President and CEO of the Food Bank, Patricia Beebe, said she was extremely proud of the six individuals who had succeeded in the program. Ms. Beebe explained that the new facility that housed the culinary school cost $26 million to build, and thanked Mr. Caputo for being one of the first to step up and ask what the Food Bank needed. She said that the graduates of the two classes of the culinary school and supporters like Mr. Caputo helped keep the organization moving forward.

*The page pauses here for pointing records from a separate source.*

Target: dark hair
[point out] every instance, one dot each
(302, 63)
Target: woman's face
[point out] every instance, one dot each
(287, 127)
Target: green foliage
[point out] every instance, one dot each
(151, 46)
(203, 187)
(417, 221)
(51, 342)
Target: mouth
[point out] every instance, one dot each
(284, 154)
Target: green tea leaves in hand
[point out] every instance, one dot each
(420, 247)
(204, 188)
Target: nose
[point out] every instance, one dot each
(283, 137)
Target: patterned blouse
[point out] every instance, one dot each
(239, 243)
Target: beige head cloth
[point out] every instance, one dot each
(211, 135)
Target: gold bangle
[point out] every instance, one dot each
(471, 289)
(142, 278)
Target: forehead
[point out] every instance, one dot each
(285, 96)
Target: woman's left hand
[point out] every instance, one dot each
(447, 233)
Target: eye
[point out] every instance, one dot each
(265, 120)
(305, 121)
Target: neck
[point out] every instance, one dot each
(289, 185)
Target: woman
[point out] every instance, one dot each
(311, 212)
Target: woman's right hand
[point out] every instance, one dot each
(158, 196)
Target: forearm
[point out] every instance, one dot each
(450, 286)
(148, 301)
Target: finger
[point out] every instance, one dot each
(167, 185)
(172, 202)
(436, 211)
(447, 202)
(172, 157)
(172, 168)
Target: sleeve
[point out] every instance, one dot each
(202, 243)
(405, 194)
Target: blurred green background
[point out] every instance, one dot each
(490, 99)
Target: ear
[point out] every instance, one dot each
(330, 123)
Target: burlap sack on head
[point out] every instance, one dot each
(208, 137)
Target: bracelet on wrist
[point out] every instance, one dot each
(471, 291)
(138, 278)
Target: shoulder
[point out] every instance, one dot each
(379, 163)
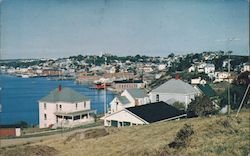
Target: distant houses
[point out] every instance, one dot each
(10, 130)
(121, 85)
(174, 90)
(64, 107)
(129, 98)
(143, 114)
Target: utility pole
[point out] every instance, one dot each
(228, 93)
(242, 100)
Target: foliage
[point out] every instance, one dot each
(236, 94)
(22, 124)
(179, 105)
(182, 138)
(201, 106)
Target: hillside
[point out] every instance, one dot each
(215, 135)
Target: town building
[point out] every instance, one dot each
(198, 80)
(121, 85)
(174, 90)
(143, 115)
(64, 107)
(129, 98)
(207, 90)
(246, 67)
(209, 68)
(10, 130)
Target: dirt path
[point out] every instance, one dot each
(21, 141)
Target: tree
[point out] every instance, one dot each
(201, 106)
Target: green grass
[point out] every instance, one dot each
(215, 135)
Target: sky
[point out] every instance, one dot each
(61, 28)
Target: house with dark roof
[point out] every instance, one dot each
(143, 114)
(129, 98)
(121, 85)
(174, 90)
(65, 107)
(207, 90)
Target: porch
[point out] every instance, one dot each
(73, 119)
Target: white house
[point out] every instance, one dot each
(142, 115)
(162, 66)
(174, 90)
(221, 76)
(64, 107)
(191, 69)
(198, 81)
(129, 98)
(209, 68)
(246, 67)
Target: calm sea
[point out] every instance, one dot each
(19, 97)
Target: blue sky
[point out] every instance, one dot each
(60, 28)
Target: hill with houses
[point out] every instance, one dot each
(215, 135)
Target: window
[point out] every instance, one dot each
(76, 117)
(126, 123)
(157, 98)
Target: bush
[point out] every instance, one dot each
(179, 105)
(201, 106)
(182, 138)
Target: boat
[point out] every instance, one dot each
(24, 76)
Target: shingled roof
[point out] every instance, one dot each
(157, 111)
(64, 95)
(175, 86)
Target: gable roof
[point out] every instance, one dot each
(175, 86)
(65, 95)
(137, 93)
(122, 99)
(154, 112)
(207, 90)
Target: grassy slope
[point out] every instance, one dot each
(216, 135)
(211, 138)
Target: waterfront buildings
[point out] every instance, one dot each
(64, 107)
(121, 85)
(174, 90)
(129, 98)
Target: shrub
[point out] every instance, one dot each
(201, 106)
(182, 137)
(179, 105)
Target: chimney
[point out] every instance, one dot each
(177, 77)
(59, 88)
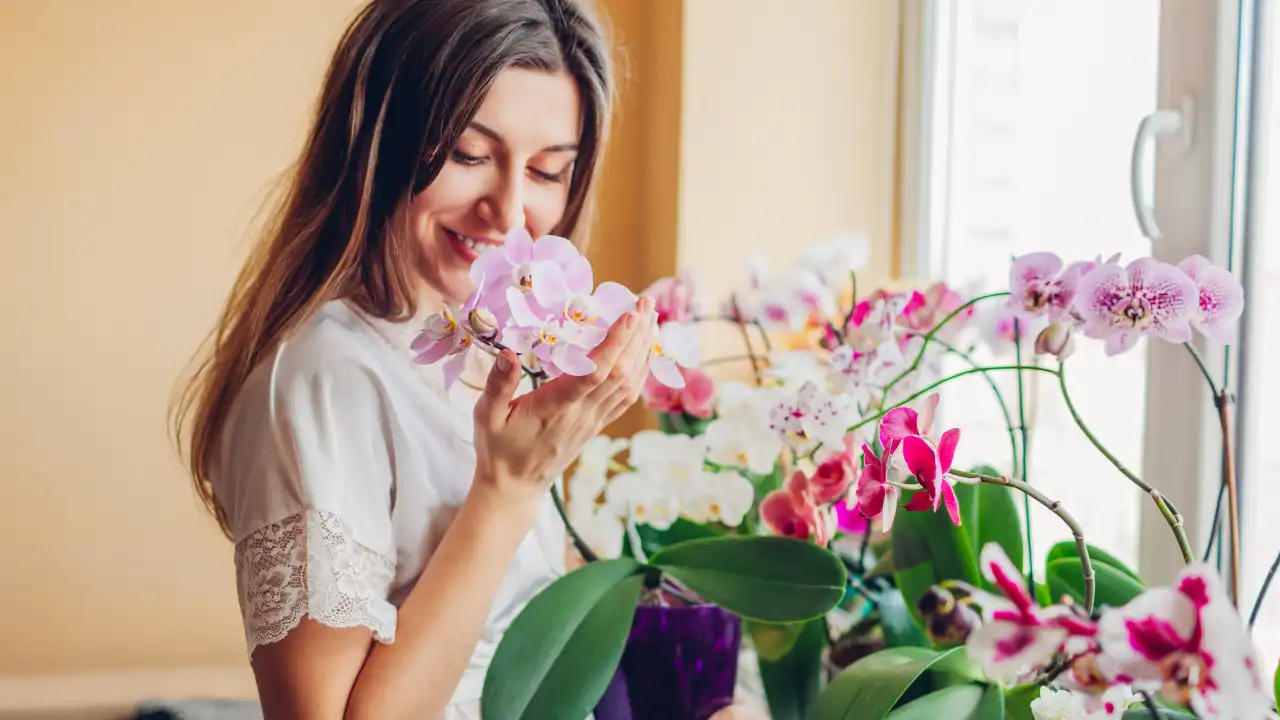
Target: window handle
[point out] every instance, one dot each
(1161, 123)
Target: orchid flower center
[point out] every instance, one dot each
(1134, 313)
(524, 277)
(1183, 671)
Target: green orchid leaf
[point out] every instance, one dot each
(773, 579)
(868, 689)
(955, 702)
(558, 656)
(1112, 587)
(791, 683)
(897, 621)
(1066, 548)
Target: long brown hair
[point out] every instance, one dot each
(403, 83)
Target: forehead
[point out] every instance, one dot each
(533, 109)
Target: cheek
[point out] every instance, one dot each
(544, 206)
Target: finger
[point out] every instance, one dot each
(494, 404)
(624, 372)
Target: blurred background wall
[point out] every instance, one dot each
(137, 141)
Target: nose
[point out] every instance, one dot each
(503, 206)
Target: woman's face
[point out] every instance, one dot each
(511, 168)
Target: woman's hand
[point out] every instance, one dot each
(524, 443)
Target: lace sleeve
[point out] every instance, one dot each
(309, 564)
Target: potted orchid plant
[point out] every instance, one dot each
(920, 597)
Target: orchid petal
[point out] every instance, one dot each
(897, 424)
(520, 310)
(947, 449)
(666, 370)
(613, 300)
(950, 502)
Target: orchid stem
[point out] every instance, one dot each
(1233, 507)
(1055, 507)
(942, 382)
(929, 335)
(1025, 473)
(1262, 592)
(1171, 516)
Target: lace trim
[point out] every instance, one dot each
(309, 564)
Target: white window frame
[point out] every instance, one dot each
(1192, 203)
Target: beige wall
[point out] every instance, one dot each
(136, 141)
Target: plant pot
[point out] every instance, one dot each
(680, 664)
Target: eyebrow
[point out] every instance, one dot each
(492, 133)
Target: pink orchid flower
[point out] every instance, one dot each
(1147, 297)
(1038, 285)
(874, 496)
(696, 397)
(1018, 638)
(676, 347)
(675, 299)
(1221, 299)
(447, 337)
(810, 415)
(1189, 642)
(833, 474)
(517, 263)
(787, 513)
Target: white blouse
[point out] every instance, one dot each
(341, 469)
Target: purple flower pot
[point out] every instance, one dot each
(680, 664)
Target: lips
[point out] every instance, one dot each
(472, 245)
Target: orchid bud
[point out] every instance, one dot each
(440, 326)
(1056, 340)
(483, 323)
(949, 614)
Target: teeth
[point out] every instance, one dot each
(480, 247)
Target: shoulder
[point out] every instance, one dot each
(310, 427)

“This class was very competent, caring and compassionate,” Ms. Beebe explained.  “What we hear from the graduates of our culinary schools all the time is thank you. As much as we appreciate their thanks, the best way for them to thank us is to have a job and keep it.” Ms. Beebe said that the program could not succeed without support from the restaurant industry.

Jay Caputo, owner of several restaurants in the Rehoboth beach area, spoke to the graduates about inspiration, and how it was inspiration that led him to change careers many years ago. Mr. Caputo explained that, like many of the graduates, he did not know what he wanted to do, and simply fell into the restaurant industry.

“I didn’t make dinner with my grandmother or roll pasta with my family, that was not the type of background I had,” Mr. Caputo said. “I got a job and was inspired by the owner of the restaurant where I was working, who taught me that the only limits I have are the ones I put on myself. I say the same to you now, that no matter where you end up in this business, your world is wide open and where you go is up to you. Don’t let anyone tell you no, and use what you have learned here as a foundation to keep learning.”

In addition to presenting the graduates with certificates of completion, the Food Bank of Delaware also presented awards to specific graduates who had excelled in the class. Michael Cook and Phillip Kizer were given the Academic Excellence Award. Ellen Roland was given the Leadership Award. Philip Kizer was awarded for Perfect Attendance, which Brenda Palomo, Culinary School Program Manager said was commendable considering the obstacles that often stand in the way of those attending the school. Ellen Roland was awarded for being the Most Improved. Phillip Kizer and Michael Cook were given the Culinary Excellence Award.

“This is one of my favorite days of the year,” said TJ Roe, Board Chairman of the Food Bank.  “It inspires me as a volunteer to see people with such dedication, commitment and perseverance to succeed.”